I giudici di Lussemburgo contestano il modo in cui l’Italia ha gestito la campagna lattiero-casearia del 2003-2004. Alle casse dello Stato risultarono prelievi supplementari più alti del dovuto e quindi l’Agenzia per le erogazioni in agricoltura (AGEA). Priorità è stata data alle imprese che hanno applicato una trattenuta sul prezzo, lasciando esclusi quanti invece hanno pagato la quota latte con pagamento diretto. Una pratica contraria alle disposizioni dei regolamento comunitari.
In Italia è mancato un meccanismo di rimborso. Ora Lussemburgo chiede di riprocedere ai calcoli di importi e soggetti da pagare. Il rischio di questo pronunciamento è l’inizio di una stagione di ricorsi in tutto il Paese, ma se l’Italia non fa nulla per sanare la situazione la Commissione europea si vedrà costretta ad aprire una nuova procedura d’infrazione.

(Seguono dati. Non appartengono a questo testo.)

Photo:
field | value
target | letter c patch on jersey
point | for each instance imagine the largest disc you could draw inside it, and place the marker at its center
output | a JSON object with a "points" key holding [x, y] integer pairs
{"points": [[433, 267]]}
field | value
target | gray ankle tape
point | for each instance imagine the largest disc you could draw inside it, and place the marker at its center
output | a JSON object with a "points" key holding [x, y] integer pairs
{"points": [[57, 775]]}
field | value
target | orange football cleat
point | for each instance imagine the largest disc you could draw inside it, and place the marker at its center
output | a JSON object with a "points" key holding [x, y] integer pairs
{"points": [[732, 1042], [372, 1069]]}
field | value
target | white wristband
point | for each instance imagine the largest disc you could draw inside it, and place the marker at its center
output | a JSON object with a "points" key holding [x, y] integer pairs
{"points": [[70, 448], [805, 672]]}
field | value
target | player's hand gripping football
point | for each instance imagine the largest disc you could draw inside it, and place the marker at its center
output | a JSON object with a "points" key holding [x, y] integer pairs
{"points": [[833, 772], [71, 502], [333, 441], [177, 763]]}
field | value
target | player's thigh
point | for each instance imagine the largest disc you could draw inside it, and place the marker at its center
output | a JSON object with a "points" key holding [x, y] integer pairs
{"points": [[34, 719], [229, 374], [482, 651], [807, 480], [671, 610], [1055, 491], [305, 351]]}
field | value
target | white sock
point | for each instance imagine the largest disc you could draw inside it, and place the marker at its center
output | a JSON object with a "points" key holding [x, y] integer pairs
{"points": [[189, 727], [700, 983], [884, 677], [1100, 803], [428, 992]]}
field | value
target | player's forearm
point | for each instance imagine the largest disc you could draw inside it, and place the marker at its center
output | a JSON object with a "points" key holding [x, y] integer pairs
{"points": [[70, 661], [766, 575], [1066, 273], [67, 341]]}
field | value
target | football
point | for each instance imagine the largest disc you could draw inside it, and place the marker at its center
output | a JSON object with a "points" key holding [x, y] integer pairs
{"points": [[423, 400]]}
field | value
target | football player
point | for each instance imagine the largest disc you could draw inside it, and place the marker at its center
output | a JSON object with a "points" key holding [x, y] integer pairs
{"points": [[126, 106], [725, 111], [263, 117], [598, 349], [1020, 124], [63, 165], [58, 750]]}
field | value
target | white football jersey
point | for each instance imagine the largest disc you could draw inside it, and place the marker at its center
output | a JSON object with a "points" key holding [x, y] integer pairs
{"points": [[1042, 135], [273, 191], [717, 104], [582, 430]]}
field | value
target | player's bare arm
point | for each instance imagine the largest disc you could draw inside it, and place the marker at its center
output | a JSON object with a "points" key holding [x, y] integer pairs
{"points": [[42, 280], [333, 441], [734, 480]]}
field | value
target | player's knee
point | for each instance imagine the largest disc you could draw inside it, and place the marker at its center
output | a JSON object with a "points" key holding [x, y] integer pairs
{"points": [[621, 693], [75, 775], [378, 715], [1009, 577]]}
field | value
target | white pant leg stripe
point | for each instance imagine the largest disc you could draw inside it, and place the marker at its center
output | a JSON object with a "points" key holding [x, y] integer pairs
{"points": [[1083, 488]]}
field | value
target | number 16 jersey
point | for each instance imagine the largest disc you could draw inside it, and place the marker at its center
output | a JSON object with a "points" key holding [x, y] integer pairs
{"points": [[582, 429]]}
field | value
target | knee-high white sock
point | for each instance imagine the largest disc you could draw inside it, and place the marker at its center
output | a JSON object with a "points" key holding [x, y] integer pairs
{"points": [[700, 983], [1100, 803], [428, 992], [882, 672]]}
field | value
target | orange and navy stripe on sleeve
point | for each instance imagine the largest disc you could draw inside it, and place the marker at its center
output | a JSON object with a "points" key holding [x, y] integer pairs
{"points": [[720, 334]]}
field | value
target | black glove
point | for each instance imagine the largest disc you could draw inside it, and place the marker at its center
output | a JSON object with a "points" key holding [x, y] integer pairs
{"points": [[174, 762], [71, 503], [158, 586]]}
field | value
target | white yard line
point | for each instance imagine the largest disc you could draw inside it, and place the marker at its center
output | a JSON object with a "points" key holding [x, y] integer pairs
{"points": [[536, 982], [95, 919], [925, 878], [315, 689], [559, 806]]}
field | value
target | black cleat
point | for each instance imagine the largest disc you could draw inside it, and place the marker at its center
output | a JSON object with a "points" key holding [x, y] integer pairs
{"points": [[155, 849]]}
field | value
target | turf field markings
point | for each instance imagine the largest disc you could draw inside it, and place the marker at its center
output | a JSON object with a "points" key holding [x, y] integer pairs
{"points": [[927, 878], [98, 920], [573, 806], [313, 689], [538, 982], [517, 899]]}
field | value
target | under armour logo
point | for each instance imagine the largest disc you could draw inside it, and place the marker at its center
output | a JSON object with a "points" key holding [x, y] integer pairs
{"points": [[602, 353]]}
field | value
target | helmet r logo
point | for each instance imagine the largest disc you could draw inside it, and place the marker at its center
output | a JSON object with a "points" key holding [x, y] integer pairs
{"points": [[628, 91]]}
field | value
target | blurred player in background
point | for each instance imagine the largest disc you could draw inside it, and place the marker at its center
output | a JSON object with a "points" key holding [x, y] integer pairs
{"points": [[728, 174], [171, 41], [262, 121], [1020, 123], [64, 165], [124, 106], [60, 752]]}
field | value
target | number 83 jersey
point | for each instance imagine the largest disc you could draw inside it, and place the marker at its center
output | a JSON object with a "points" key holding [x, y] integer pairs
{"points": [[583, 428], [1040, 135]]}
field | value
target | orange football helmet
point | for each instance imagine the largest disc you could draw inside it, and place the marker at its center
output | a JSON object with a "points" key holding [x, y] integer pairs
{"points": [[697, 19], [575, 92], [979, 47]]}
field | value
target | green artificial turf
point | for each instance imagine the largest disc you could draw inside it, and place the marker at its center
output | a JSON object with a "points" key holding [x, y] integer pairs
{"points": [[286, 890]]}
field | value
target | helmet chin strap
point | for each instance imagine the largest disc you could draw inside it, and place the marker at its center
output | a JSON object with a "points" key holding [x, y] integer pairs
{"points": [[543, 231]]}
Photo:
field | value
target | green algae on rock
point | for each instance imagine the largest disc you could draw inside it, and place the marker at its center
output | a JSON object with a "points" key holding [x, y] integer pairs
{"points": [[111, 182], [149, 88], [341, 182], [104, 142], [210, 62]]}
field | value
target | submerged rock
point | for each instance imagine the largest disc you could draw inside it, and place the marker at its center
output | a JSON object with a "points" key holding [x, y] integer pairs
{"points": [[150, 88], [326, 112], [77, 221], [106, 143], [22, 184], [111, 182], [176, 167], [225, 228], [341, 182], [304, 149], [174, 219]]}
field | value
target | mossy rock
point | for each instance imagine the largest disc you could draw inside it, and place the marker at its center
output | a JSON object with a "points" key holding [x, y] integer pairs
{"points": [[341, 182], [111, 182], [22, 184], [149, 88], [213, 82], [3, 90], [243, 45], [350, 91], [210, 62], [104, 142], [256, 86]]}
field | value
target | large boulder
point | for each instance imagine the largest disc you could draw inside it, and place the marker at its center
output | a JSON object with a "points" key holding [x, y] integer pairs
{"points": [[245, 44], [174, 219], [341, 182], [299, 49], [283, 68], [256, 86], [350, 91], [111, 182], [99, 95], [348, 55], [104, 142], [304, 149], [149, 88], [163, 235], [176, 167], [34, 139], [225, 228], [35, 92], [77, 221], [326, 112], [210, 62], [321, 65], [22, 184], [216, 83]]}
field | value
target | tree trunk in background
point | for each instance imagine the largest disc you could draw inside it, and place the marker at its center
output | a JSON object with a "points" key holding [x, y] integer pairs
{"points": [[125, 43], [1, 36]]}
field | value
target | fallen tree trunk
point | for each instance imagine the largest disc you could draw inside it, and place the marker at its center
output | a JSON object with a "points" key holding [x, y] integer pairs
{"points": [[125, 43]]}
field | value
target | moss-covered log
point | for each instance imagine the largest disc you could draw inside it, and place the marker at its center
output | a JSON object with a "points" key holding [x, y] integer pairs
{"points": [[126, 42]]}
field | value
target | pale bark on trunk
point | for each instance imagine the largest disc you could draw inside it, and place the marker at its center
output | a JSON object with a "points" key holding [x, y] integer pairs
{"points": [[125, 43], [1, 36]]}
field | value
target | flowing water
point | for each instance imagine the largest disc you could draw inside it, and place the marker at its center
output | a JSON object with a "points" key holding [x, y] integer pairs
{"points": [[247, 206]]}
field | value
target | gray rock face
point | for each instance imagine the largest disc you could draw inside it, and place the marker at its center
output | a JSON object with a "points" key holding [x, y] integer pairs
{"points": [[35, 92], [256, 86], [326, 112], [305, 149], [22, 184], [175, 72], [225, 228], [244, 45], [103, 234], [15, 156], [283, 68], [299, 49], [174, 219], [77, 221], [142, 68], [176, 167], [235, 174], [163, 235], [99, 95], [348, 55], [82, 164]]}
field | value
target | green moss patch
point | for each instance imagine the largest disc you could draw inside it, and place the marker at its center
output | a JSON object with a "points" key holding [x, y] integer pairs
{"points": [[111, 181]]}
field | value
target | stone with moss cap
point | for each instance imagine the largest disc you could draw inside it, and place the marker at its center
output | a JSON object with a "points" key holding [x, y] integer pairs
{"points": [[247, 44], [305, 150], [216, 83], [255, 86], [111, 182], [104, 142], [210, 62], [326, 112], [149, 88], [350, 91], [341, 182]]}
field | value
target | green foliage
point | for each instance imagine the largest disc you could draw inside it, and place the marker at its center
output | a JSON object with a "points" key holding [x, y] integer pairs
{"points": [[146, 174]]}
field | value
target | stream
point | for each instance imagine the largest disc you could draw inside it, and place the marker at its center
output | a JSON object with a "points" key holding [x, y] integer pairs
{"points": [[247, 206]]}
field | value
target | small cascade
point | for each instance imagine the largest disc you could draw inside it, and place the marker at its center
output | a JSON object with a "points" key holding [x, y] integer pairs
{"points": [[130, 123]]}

L’Italia, proprio per la storia delle quote latte, è già stata condannata per eccesso di produzione tra il 2014 e il 2015. Sforamenti che sono valsi una multa da 30 milioni di euro. Senza contare l’altra condanna per gli 1,3 miliardi di euro di multe per sovrapproduzione tra il 1995 e il 2009. La Commissione e la Corte di giustizia dell’UE hanno stabilito che non c’è stato un meccanismo di recupero crediti, col risultato che ha pagato chi non doveva. Il costo è stato scaricato sull’intera cittadinanza anziché sugli sforatori. A questo si aggiunge il problema dei rimborsi: è stato risarcito solo qualcuno e non tutti.